March 21, 2007


This morning played out one of the more ridiculous moments of my life. Here are the details.

image from

Timeline of Events

6:30am: Nate leaves for Novell BrainShare and takes the garbage can to the alley behind our house {as directed by our "welcome to the community" documents}

8:15am: I call BFI {waste management purchased by Allied Waste Services} to explain that a garbage truck will have a time trying to drive down our alley right now because of all the construction.

8:20am: I call the City of South Jordan to explain that a garbage truck will have a time trying to drive down our alley right now because of all the construction {at the recommendation of BFI}

8:30am: The City confirms that during construction our garbage can should, in fact, be left in front of our house.

Break for Explanation

The way houses in our neighborhood sit, you only have garage access through the alley that runs behind the homes. At this point, all finished homes have just topsoil in lieu of actual grass and landscaping since it is still semi-winter in Utah. There are no sidewalks or pathways from the alley to the front of the house so the only way to take the trash can to the front is:
1) to drag it all the way around the block.
2) Drag it through the topsoil {um, it rained lastnight} through two gates, more topsoil, front curb.

End of Explanation

8:35am: Option 2 sounded faster so I threw off my heels, slipped on some flip flops by the back door and started to drag our 2,000 lb garbage can through the mushy, muddy topsoil.

8:35am: Did I fail to mention that the place was crawling with construction workers?

8:45am: Yes, it did take me this long to get the garbage can through the back yard only to find out that I went the wrong way.

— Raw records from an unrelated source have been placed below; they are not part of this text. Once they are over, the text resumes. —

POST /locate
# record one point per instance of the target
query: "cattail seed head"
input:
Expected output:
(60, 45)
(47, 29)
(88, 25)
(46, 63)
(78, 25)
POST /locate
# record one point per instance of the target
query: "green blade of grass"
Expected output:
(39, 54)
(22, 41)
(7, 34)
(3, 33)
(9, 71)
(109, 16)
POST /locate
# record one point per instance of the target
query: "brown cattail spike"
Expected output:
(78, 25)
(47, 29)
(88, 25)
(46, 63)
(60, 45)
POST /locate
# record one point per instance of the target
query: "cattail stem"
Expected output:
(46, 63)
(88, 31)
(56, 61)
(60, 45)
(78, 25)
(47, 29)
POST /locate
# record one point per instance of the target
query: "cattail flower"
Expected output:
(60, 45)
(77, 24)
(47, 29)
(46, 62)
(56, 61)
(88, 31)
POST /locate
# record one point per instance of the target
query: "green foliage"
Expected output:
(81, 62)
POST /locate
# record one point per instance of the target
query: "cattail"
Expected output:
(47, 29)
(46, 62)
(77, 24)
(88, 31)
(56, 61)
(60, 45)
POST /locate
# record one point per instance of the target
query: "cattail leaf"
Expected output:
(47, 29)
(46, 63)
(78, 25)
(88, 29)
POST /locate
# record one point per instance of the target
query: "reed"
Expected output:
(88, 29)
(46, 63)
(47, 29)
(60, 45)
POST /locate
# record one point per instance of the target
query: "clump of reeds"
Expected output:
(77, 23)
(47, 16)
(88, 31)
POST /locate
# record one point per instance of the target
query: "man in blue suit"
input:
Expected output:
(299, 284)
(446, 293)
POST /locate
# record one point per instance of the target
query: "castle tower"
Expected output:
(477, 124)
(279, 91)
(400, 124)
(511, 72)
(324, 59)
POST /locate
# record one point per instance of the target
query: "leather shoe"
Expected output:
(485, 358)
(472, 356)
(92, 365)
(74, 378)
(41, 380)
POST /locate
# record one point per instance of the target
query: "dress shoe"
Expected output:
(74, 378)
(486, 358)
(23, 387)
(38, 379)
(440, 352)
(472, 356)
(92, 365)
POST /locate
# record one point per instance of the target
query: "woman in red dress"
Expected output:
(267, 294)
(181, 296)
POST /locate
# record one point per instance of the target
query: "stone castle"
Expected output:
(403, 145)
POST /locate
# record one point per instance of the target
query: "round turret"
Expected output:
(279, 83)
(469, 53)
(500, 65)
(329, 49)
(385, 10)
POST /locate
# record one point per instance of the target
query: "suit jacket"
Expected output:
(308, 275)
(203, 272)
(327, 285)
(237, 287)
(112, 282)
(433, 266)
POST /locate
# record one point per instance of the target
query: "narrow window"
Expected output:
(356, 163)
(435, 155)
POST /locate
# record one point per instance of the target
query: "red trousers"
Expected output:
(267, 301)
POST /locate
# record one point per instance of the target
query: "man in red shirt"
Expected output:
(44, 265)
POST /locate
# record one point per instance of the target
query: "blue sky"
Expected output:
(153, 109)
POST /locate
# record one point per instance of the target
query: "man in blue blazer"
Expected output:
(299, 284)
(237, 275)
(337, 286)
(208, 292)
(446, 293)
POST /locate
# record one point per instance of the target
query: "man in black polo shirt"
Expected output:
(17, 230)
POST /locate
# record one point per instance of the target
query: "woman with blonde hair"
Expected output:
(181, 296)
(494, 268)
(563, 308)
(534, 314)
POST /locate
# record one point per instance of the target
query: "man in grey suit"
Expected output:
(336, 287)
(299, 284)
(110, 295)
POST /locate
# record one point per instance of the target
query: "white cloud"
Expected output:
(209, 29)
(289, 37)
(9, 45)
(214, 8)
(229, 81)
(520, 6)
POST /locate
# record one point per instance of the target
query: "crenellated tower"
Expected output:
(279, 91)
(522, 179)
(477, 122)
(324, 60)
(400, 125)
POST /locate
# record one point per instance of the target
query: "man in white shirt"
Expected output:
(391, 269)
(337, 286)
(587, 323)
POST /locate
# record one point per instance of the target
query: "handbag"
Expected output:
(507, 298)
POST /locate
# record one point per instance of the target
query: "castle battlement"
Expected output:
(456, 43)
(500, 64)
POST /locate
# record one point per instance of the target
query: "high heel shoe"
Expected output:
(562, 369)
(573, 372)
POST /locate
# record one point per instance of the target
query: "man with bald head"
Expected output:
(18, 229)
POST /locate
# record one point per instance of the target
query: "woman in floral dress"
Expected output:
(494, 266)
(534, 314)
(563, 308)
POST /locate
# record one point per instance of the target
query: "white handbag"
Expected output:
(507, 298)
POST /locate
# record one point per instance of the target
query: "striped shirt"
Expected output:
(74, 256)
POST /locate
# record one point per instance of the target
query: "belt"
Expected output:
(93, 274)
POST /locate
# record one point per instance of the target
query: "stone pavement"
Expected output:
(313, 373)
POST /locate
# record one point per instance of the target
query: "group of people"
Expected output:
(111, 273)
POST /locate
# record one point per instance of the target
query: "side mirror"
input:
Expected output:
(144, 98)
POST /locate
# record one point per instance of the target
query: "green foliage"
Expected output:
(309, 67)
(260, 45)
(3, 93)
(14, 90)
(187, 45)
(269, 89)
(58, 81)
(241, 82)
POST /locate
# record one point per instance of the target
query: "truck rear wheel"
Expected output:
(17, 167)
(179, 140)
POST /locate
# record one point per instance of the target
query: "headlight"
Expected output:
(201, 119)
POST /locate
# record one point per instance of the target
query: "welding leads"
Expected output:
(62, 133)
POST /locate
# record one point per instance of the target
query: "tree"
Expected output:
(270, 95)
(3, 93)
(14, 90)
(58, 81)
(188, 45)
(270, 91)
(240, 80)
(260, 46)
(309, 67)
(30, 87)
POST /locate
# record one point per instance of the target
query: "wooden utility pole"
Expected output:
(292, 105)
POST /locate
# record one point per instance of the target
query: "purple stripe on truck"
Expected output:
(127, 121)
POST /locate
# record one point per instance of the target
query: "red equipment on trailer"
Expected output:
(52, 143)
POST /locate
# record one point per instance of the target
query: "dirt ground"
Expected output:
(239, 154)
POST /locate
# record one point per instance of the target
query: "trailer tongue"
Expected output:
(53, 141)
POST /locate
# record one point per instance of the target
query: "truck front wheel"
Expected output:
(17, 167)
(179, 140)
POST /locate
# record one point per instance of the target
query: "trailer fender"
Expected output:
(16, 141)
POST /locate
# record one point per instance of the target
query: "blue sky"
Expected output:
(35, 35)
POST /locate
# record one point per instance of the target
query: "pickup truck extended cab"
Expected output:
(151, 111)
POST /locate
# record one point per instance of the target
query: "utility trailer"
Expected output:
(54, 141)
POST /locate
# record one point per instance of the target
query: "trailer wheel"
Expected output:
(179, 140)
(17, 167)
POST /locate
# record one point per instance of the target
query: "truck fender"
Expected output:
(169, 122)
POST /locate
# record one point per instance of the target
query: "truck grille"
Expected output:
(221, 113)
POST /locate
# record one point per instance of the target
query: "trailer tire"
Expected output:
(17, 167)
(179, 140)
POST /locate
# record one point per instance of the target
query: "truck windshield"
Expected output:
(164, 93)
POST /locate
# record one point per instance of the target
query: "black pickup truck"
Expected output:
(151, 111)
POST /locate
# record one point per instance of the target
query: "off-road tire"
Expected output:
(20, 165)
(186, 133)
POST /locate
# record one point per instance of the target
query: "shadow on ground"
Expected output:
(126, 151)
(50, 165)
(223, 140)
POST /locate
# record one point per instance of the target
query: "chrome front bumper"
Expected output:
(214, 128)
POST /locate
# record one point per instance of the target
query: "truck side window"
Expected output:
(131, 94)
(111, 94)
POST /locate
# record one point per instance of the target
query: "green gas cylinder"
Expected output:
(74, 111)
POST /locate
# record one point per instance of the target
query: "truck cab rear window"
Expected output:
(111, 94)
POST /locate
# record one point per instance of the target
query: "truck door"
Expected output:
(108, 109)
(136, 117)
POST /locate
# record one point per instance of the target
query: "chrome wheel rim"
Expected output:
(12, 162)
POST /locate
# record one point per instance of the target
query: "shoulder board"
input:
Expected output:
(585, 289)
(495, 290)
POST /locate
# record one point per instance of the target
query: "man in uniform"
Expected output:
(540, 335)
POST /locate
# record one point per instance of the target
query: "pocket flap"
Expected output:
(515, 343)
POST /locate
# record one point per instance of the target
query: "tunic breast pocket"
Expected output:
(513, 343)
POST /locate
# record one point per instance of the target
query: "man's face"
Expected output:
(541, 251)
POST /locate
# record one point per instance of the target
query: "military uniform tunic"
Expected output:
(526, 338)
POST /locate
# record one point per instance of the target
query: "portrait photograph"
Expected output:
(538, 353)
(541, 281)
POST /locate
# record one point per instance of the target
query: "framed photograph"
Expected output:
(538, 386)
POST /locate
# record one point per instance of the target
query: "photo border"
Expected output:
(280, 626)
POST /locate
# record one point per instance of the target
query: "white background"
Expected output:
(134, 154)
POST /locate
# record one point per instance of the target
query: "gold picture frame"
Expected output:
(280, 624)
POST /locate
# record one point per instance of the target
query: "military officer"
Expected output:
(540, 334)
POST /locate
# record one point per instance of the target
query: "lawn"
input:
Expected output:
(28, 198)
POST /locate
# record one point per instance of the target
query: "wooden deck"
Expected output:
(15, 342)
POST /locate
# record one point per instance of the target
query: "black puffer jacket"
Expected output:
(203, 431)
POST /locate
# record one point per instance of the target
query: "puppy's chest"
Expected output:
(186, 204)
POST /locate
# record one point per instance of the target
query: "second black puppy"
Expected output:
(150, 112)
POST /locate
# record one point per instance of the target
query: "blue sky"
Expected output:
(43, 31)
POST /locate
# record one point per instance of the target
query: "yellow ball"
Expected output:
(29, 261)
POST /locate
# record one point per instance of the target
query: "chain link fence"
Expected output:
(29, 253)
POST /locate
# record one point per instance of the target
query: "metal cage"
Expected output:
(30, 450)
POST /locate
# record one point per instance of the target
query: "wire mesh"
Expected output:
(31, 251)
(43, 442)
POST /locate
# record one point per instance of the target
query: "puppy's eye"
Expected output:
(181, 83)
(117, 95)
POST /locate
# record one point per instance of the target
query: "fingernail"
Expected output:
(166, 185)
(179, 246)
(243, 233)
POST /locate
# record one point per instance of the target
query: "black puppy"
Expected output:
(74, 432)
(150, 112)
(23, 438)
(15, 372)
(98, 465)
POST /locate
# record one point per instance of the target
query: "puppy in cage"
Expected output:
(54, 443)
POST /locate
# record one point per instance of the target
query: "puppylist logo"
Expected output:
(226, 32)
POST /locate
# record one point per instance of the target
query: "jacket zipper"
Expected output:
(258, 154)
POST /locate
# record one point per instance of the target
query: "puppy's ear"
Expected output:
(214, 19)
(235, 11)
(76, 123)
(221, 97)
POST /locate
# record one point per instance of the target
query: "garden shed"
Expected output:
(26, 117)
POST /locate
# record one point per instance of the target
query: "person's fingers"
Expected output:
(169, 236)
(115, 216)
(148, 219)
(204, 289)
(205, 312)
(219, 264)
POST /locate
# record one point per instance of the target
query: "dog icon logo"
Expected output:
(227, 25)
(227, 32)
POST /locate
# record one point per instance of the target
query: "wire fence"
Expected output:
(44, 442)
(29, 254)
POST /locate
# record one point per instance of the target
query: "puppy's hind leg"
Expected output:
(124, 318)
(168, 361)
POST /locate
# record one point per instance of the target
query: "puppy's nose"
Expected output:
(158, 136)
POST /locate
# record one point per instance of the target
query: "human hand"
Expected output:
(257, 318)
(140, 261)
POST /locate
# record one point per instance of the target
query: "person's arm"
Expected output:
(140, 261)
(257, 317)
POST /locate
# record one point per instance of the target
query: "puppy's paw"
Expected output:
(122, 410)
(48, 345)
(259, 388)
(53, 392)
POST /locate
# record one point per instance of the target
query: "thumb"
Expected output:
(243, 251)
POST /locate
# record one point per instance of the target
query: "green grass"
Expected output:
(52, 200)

Only one side of our backyard has a gate that opens up to the front yard. I chose the wrong side.

8:55am: After dragging the garbage can back to the alley I looked at the other gate, leading through the other side of our backyard and on to the front curb. My legs were covered in mud up to my calves and my flip flops were about 3" higher with mud build up. I couldn't bare the thought.

9:05am: I dragged the garbage can begrudgingly around the block, trying to kick the mud off my flip flops {it still remained on my feet and legs} and still look feminine in my skirt.

9:05am: Construction workers are all around and still watching me. And laughing.

9:07am: I tip-toe through the house with mud on my feet, into the master bath and into the tub where I rinse off from the knee down.

9:15am: I slip into my heels, jump in the car and curse waste management as I drive by and wave at all the construction workers who have watched the entire process.

Should taking out the garbage really take an hour? {correct answer: NO!}


Anonymous said...

Sorry to hear you had such a nightmare just trying to take out the trash! I am a garbage collector and have had many a situation where people run after the truck with a last bag.

I work on a regular, backloading truck (we manually throw everything into the back). Is that the kind of truck used where you are?

Tonia Conger said...

Dear Garbage Collector,
Thanks for the sympathy. Sorry I cursed waste management. I'm pretty sure our trucks are all automatic with big mechanical arms that grab the can and dump it.

Amie said...

Weird, my garbage day is on Wednesday too. What day does your mailman come? i bet it's the same.

Tonia Conger said...

Um, if you say your mailman comes everyday I'm totally freaked out. We are living parallel lives!! :-)

Anonymous said...

No worries - lot of people curse the garbage men. However, we get some women on the route who often stop to watch our trucks working. Again, we're not as advanced so we throw everything in by hand.

Had a woman last week who was totally mesmorized seeing her old couch, tv and bags go into the truck. Ever see the backloading trucks work?